In a statement issued by his campaign, Strickland said he called Portman to concede and to “wish him well in representing the people of Ohio in the Senate.”

Armed with a substantial fundraising advantage, Portman unleashed a barrage of negative ads that painted Strickland as a Washington insider who badly mismanaged the state’s finances. After serving in the House, Strickland worked for the Center for American Progress, a liberal think tank in Washington. The great irony, of course, is that Portman himself spent six years in the Senate and 12 years in the House, and served as U.S. trade representative and director of the Office of Management and Budget under George W. Bush.

In an early sign of trouble, Democrats in August began canceling advertisements set to run on television stations across Ohio on behalf of Strickland.

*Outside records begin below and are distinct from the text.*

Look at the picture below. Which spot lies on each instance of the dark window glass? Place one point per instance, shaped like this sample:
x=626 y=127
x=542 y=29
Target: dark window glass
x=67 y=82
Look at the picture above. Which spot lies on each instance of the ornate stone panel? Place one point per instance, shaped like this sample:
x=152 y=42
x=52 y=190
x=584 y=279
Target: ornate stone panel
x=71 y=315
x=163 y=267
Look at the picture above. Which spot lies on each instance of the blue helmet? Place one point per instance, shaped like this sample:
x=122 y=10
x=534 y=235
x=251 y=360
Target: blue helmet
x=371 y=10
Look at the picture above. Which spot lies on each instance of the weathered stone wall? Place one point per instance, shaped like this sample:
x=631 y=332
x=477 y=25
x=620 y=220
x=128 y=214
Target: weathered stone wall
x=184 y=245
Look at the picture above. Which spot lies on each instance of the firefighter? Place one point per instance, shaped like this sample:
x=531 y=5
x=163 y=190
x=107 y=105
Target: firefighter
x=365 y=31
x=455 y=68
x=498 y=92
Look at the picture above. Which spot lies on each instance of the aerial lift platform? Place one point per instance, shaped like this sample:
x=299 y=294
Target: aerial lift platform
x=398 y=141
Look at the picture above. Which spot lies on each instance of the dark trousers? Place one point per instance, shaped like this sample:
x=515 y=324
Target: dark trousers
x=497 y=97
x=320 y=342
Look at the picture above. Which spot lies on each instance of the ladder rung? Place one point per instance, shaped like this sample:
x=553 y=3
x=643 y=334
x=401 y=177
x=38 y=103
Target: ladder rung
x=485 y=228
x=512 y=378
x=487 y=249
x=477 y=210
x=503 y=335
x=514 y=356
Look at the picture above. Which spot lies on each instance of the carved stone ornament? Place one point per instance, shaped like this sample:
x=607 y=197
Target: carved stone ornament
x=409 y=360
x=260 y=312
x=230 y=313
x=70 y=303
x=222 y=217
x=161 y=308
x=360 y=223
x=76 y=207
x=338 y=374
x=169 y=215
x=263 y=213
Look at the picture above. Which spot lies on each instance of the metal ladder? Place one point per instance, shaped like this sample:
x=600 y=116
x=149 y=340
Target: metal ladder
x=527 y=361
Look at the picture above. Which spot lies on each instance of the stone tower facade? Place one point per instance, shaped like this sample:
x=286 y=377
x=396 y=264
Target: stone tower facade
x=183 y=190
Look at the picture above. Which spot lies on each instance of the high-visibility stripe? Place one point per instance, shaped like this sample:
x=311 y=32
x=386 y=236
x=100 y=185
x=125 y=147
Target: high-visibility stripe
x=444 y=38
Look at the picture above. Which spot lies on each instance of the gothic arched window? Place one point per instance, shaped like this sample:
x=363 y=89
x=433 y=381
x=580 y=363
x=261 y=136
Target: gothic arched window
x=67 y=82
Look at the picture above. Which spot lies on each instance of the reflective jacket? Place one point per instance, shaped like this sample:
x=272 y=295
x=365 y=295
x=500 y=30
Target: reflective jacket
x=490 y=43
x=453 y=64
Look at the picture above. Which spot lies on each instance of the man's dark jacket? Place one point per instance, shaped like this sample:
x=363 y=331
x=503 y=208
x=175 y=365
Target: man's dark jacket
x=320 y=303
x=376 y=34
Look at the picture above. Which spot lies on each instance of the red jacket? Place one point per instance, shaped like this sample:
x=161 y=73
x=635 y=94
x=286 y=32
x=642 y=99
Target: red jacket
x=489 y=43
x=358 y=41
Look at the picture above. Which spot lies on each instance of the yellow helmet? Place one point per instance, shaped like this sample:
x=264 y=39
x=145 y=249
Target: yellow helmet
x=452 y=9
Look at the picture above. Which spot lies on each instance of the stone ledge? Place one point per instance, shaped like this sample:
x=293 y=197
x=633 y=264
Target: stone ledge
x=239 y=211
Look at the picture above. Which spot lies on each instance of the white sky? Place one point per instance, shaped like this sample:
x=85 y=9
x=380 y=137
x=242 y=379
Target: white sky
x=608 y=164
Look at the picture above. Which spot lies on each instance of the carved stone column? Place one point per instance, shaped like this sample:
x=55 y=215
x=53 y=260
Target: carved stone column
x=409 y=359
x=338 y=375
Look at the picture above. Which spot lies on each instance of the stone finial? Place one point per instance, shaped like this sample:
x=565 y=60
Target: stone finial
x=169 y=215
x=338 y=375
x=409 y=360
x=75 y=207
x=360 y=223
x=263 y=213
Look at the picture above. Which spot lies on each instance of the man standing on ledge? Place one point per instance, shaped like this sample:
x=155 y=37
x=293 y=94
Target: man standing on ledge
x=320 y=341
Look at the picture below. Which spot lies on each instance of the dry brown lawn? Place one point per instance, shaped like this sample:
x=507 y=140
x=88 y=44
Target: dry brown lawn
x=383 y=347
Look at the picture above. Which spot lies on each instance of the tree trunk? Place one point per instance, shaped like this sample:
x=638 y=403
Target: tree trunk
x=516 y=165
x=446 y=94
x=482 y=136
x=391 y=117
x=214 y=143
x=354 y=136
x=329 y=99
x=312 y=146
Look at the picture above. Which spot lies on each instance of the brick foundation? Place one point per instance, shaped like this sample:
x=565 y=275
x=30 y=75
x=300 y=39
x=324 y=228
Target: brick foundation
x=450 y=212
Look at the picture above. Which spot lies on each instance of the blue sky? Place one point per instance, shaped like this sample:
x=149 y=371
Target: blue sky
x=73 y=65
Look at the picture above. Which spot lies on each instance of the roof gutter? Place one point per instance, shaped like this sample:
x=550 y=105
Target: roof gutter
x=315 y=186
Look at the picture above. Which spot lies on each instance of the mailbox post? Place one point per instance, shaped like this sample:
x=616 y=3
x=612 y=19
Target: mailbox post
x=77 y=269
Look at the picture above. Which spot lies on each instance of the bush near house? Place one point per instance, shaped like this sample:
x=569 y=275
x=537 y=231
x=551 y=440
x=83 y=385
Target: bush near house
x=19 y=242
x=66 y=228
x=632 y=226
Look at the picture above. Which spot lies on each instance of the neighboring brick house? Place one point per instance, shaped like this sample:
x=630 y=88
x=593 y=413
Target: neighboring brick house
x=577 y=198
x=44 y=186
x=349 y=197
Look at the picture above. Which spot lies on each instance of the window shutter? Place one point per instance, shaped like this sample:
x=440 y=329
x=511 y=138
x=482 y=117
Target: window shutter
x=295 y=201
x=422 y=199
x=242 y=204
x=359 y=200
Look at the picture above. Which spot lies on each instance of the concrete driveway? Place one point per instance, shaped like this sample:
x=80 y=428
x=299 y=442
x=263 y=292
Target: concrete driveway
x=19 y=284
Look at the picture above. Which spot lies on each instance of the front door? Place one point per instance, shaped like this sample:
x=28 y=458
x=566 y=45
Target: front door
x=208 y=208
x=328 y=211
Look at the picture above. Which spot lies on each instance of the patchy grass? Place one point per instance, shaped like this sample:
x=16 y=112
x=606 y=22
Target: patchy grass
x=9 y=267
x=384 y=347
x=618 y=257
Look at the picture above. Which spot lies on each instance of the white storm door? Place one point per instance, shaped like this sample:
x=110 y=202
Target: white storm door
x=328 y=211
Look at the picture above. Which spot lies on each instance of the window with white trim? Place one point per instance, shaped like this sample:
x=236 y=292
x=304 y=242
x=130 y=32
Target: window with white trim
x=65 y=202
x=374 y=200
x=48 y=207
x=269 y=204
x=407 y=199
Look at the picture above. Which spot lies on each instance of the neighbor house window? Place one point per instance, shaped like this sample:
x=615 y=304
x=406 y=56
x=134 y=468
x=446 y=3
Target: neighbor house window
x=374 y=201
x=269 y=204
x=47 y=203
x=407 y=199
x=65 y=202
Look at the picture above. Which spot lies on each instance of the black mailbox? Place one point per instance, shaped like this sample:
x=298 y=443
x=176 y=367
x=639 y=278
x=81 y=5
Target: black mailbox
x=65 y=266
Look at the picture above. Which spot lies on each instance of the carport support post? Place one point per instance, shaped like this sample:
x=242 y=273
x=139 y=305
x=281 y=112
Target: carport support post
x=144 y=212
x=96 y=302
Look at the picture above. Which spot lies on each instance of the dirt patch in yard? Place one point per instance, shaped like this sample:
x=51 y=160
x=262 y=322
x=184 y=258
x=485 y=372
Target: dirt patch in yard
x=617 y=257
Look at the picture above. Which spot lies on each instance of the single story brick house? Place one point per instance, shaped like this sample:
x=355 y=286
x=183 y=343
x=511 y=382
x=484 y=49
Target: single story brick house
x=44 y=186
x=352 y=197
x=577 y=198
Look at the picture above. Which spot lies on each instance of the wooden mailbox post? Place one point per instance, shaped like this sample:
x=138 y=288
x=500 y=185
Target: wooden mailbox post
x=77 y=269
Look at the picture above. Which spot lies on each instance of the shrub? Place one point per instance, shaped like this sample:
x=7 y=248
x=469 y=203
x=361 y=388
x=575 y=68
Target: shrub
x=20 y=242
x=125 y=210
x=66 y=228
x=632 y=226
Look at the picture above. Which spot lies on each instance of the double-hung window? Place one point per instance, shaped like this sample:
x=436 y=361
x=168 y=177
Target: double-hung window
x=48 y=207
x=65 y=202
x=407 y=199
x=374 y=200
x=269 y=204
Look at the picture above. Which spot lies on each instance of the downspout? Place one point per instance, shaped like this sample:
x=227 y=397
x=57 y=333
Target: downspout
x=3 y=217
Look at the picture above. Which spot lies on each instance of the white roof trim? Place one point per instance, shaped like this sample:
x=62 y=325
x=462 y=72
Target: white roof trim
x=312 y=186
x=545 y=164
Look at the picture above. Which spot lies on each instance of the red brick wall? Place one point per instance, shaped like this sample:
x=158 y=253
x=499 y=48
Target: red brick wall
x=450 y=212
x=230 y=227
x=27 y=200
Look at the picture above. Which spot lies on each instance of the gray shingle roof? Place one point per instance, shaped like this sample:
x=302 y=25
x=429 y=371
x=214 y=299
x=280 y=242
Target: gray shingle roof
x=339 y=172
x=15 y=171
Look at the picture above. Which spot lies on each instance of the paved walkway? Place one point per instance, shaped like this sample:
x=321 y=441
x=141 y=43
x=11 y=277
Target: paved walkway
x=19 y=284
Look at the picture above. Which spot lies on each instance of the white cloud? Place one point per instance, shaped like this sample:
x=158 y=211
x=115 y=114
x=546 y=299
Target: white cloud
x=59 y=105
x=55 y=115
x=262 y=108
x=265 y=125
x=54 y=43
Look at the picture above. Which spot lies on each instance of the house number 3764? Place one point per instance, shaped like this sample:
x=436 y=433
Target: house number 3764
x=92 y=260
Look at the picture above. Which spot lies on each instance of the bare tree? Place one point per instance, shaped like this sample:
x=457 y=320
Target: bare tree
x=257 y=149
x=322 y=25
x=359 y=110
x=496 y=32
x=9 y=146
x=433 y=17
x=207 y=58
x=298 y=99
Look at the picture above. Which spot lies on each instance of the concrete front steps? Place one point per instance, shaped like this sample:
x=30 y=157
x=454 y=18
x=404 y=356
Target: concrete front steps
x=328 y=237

The incumbent senator put the Democratic challenger on his heels over a number of gaffes. In August, the 75-year-old Strickland apologized for saying the late Supreme Court Justice Antonin Scalia’s death came “at a good time.” The court’s conservative majority was widely expected to deal a major blow to labor unions in a forthcoming case, but a 4-4 court decision after Scalia’s death staved off defeat.

In October, Strickland expressed regret after saying for-profit charter schools have “raped” Ohio taxpayers.

Portman ably maintained a balancing act with respect to GOP nominee Donald Trump. Although he endorsed the controversial real estate mogul early on, Portman strategically kept his distance from Trump, not appearing with him on the trail or mentioning him in his stump speeches. He even opted against attending the GOP convention in Cleveland, an usual move for the senator of a state hosting the party’s delegates in a presidential election year.

Trump evidently didn’t take offense, unlike with the slights he felt had been dealt to him by other members of the party, such as House Speaker Paul Ryan (R-Wis.). He praised Portman, telling Fox News that the two men had a “great relationship.”

Strickland, however, struggled to tie Portman to Trump’s litany of horrible statements about women, minorities and disabled persons. In the third and final debate between Trump and his Democratic opponent Hillary Clinton in October, Portman turned the tables on Strickland, attacking him for refusing to distance himself from Clinton amid the swirling email controversy.

The Buckeye State had also proven to be a stronger than expected bastion of Trump support, as his economic message appealed to many blue-collar workers there. Recognizing this early on, Portman, who is on record as supporting free trade, came out against the Trans-Pacific Partnership, a proposed trade deal between the U.S. and 11 other Pacific Rim countries.

Portman’s victory is emblematic of the deeper contradiction surrounding the 2016 campaign ― an election that was, at least according to conventional wisdom, largely about disaffected voters fed up with the status quo in Washington. Vox’s Dylan Matthews succinctly summed up the race in October:

This is a kind of confusing situation. Portman — a former lobbyist who served as both George W. Bush’s budget director and his trade representative — theoretically represents everything voters in general, and Republicans in particular, are rejecting in this strange election year. The political establishment. Lobbyists. The Bush administration’s betrayals of fiscal conservatism. Free trade deals. But he’s running far ahead of Trump in Ohio.